Alwoodley and Augusta National
What the most famous course in the world has in common with Alwoodley
Dr Alister MacKenzie, the man responsible for designing the most photographed golf course in the world, never actually got to see Augusta National host the Masters.
He sadly died, pleading poverty, in the January of 1934, just two months before the first tournament was played that spring.
His design career had begun some 27 years earlier when he laid out a new course to the north of Leeds – it was called Alwoodley.
A founder member and the first secretary of Alwoodley, MacKenzie, who was born in Wakefield to Scottish parents, studied at Cambridge and practised as a surgeon. He also served in the Boer War at the turn of the century – but as a camofleur rather than as a doctor.
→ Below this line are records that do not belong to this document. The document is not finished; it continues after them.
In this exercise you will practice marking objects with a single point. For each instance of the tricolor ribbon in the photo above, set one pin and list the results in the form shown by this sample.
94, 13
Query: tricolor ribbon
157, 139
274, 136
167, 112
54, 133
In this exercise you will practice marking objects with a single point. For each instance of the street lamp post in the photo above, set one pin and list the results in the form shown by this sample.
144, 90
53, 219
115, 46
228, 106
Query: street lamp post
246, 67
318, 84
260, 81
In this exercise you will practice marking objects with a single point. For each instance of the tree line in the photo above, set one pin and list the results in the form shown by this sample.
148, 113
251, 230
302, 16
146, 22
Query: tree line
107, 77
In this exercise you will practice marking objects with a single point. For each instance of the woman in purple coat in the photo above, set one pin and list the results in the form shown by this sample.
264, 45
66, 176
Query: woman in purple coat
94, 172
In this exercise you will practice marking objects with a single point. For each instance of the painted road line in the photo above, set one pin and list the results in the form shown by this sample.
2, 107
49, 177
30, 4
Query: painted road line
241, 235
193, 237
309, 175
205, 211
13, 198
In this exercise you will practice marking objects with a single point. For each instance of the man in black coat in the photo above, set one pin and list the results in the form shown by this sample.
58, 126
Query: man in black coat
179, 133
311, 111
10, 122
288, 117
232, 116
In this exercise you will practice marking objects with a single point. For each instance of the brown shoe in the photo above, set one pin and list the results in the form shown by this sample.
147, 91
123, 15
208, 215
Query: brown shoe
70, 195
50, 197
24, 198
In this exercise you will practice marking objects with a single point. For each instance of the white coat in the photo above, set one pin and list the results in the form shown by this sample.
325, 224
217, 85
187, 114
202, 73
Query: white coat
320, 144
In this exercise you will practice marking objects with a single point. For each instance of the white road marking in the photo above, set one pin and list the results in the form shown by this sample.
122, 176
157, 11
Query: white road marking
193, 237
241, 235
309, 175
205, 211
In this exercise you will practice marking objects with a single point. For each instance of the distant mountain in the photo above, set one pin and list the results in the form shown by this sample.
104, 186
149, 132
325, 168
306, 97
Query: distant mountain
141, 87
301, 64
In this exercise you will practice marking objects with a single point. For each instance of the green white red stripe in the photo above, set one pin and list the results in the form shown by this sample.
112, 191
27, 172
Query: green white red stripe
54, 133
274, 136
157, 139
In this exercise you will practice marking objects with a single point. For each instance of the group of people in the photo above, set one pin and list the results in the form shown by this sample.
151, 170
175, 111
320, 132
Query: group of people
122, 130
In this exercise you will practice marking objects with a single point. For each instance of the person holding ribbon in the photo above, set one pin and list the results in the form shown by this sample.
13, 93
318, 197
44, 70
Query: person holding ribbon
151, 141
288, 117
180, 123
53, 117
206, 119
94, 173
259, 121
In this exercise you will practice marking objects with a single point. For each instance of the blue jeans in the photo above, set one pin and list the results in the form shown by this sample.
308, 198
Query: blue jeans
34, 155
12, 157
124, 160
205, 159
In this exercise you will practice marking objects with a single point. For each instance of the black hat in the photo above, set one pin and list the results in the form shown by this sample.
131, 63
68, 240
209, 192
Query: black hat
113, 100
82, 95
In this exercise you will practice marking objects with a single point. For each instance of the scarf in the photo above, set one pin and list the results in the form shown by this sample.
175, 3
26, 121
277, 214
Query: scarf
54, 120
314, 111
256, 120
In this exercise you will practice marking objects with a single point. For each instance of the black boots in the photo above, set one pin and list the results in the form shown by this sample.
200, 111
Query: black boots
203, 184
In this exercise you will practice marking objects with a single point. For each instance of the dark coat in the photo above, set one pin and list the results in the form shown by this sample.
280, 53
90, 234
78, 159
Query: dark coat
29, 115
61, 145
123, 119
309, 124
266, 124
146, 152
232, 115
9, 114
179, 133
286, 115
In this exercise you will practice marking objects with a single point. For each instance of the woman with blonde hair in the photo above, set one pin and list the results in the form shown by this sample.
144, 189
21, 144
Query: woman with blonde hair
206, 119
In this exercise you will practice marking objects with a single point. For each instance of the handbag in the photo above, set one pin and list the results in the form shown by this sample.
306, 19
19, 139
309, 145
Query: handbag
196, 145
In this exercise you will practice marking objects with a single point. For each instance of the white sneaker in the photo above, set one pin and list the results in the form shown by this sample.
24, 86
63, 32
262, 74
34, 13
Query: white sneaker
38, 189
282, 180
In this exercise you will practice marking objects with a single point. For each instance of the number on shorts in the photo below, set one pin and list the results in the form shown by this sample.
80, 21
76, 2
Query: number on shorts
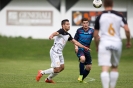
111, 30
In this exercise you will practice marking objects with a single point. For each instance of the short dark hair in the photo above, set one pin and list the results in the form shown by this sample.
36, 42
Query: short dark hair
108, 3
64, 21
84, 19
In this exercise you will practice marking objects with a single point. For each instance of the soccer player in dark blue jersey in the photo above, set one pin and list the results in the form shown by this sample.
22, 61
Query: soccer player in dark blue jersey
84, 35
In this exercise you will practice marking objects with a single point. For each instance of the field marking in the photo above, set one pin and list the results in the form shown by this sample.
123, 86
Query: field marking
74, 81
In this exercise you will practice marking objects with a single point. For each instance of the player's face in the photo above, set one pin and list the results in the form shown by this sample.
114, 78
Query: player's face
85, 24
66, 26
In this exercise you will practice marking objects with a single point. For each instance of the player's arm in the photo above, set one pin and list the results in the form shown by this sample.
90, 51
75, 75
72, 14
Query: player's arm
53, 34
76, 38
127, 32
96, 37
79, 44
96, 32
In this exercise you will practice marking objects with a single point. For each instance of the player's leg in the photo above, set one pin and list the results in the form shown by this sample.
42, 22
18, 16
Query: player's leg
104, 57
52, 75
61, 68
55, 66
81, 56
88, 63
114, 74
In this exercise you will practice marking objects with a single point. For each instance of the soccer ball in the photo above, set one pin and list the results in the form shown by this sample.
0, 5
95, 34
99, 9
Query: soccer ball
97, 3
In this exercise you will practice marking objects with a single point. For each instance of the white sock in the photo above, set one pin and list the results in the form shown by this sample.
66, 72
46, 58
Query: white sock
105, 79
52, 75
113, 79
48, 71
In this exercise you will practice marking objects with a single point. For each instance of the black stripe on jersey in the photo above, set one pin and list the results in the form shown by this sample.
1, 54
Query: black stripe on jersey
97, 25
63, 32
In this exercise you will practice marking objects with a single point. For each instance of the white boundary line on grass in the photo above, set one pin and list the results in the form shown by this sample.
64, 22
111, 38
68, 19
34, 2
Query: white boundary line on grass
90, 80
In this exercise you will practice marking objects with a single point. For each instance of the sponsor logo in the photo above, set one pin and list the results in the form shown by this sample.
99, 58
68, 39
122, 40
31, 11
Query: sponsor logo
31, 18
91, 15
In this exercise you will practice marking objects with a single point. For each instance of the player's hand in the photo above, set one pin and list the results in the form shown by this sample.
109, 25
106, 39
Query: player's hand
88, 49
97, 49
128, 44
51, 37
76, 50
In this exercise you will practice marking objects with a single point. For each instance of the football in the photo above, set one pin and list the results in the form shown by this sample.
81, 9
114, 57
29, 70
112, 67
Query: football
97, 3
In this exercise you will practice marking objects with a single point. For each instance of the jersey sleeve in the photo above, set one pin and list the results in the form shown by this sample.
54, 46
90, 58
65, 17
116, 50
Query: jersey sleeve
97, 25
76, 35
60, 31
123, 22
70, 37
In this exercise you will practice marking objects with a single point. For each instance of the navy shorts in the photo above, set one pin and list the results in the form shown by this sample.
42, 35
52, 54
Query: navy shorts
87, 55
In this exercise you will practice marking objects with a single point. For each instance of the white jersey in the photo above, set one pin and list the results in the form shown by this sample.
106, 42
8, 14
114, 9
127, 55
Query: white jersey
109, 23
60, 41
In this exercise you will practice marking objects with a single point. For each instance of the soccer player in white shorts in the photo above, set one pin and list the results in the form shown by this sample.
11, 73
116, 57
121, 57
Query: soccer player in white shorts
56, 55
110, 45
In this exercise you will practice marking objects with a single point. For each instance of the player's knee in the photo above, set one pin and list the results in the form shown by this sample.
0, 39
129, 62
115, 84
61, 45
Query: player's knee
82, 59
56, 70
88, 67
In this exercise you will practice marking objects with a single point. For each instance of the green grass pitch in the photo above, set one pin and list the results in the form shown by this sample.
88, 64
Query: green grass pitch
20, 59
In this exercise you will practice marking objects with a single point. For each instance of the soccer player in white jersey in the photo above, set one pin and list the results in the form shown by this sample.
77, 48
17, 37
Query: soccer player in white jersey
57, 59
110, 45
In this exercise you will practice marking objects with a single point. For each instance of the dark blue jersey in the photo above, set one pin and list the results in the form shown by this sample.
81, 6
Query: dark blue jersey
84, 37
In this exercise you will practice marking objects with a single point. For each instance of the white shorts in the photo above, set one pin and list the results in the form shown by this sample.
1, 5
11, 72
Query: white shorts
56, 59
109, 53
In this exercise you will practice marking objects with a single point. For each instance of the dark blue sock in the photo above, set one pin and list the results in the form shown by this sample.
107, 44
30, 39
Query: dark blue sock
85, 73
81, 68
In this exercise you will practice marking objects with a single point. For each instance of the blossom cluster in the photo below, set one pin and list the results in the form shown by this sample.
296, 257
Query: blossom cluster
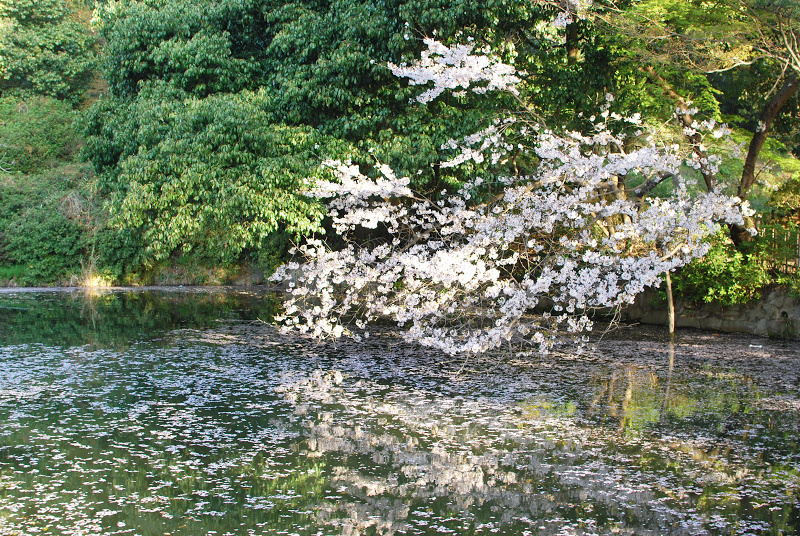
455, 67
571, 236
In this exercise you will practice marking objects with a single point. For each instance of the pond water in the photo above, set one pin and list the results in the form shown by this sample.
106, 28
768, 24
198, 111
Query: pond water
179, 412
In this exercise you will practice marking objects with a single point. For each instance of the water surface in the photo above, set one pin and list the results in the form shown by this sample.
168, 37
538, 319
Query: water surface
185, 413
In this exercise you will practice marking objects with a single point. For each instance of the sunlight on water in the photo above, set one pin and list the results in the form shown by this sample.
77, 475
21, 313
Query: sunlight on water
182, 413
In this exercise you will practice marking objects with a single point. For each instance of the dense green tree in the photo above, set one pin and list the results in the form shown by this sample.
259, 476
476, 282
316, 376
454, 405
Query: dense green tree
45, 49
218, 112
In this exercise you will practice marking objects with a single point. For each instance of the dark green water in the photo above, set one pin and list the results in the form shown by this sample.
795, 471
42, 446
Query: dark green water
182, 412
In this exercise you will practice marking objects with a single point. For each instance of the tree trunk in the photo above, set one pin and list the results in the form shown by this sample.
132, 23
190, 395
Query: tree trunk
686, 120
739, 234
670, 308
573, 50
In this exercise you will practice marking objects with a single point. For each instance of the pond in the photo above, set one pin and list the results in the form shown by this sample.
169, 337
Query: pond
184, 412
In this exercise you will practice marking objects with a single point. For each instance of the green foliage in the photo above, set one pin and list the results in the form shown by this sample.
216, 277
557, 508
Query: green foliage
218, 112
45, 49
215, 178
35, 133
724, 276
46, 243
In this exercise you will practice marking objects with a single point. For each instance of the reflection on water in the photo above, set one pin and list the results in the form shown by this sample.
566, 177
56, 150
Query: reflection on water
181, 413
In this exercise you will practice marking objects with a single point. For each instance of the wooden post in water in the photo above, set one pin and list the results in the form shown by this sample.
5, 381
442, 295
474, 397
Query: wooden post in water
670, 308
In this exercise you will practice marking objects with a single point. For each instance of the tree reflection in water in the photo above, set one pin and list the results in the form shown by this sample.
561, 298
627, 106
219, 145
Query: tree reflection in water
220, 424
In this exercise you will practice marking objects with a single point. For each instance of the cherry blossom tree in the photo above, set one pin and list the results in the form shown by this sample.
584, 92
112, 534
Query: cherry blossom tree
515, 260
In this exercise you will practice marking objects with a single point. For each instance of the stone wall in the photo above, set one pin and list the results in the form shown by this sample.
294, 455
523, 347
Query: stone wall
775, 314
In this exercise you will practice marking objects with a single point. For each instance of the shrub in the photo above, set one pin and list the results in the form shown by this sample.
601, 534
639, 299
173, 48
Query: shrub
724, 275
36, 133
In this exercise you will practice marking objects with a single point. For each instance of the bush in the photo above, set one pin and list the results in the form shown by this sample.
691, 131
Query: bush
35, 134
46, 243
724, 276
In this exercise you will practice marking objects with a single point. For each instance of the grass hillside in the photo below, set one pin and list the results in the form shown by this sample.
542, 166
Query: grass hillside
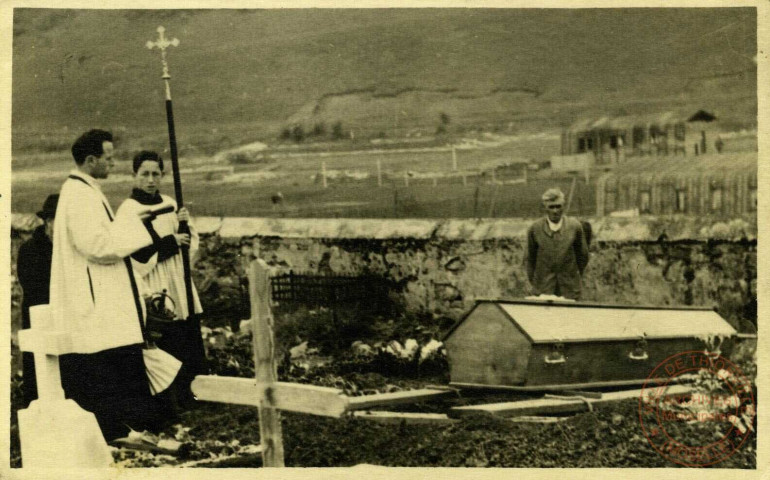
252, 72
His experiences in South Africa were to provide him with inspiration for his golf course designs: specifically the way in which the native Boers made “the best use of natural cover and the construction of artificial cover indistinguishable from nature”.
These are features of MacKenzie courses around the world – from Augusta National in Georgia to Royal Melbourne in Australia.
And it was at Alwoodley that his first had the chance to put his theories into practice.
“It was at Alwoodley that MacKenzie first had the chance to put his theories into practice”
By the time that he was approached by the great amateur, Bobby Jones, to help him create a defining venue for championships in America, MacKenzie had become, along with Harry Colt, the most sought-after architect in golf.
Jones had just announced his retirement, at the age of just 28, having completed the Impregnable Quadrilateral in 1930. This involved winning each of that year’s biggest four events: the US Amateur and US Open, along with the British Amateur and the Open Championship.
Augusta National would, he hoped, offer him respite from the demands of his fame and also prove a sound investment.
Unfortunately for MacKenzie, in the era of the Great Depression, even Augusta was suffering from financial difficulties and he died without receiving his due fee. Nevertheless, by then what was previously a fruit plantation had been transformed into a golfing cathedral.
Getting on for a century later, the good doctor would be hugely proud of his legacy to the game.
To this day, Augusta, Cypress Point and Royal Melbourne are widely regarded to be among the best 10 golf courses in the world. In total, there are over 100 courses that bear his name.
Back here at Alwoodley, where it all began, a portrait of the great architect still hangs proudly in the clubhouse.
And the course is still relatively unaltered from what he left over a century ago.